Abstract

Optical pump-probe experiments carried out in the time domain reveal both the intrinsic low-energy dynamics and its connections to higher-energy excitations in correlated electron systems. In this work, we propose two microscopic mechanisms for the optical generation of coherent magnetic modes in van der Waals magnets, and derive the corresponding effective light-spin interactions: either through pumping atomic orbital excitations resonantly or via a light-induced Floquet spin Hamiltonian, the ground state of the system is driven out of equilibrium. The subsequent long-time relaxational dynamics can then be probed using, e.g., the magneto-optical Kerr effect or transient grating spectroscopy.

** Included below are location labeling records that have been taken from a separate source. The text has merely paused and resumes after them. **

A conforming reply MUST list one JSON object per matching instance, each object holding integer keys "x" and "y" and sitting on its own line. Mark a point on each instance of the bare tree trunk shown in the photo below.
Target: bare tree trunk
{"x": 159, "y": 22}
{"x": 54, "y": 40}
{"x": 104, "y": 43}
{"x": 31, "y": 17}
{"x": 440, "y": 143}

As an example, we apply our framework to ${\mathrm{NiPS}}_{3}$, which is magnetically ordered in the bulk, and is conjectured to realize the XY model in the monolayer limit. Our theory makes explicit how the material's low-energy response depends sensitively on the microscopic details of the light-spin coupling as well as pump fluence, frequency, and polarization. For the case of bulk ${\mathrm{NiPS}}_{3}$, we find quantitative agreement with recent experiments [D. Afanasiev et al., Sci. Adv. 7, eabf3096 (2021)]. We further propose pump-probe experiments for monolayer ${\mathrm{NiPS}}_{3}$ and detail how anomalous relaxational behavior may reveal excitations of a (proximate) Berezinskii-Kosterlitz-Thouless phase in a proposed effective XY model.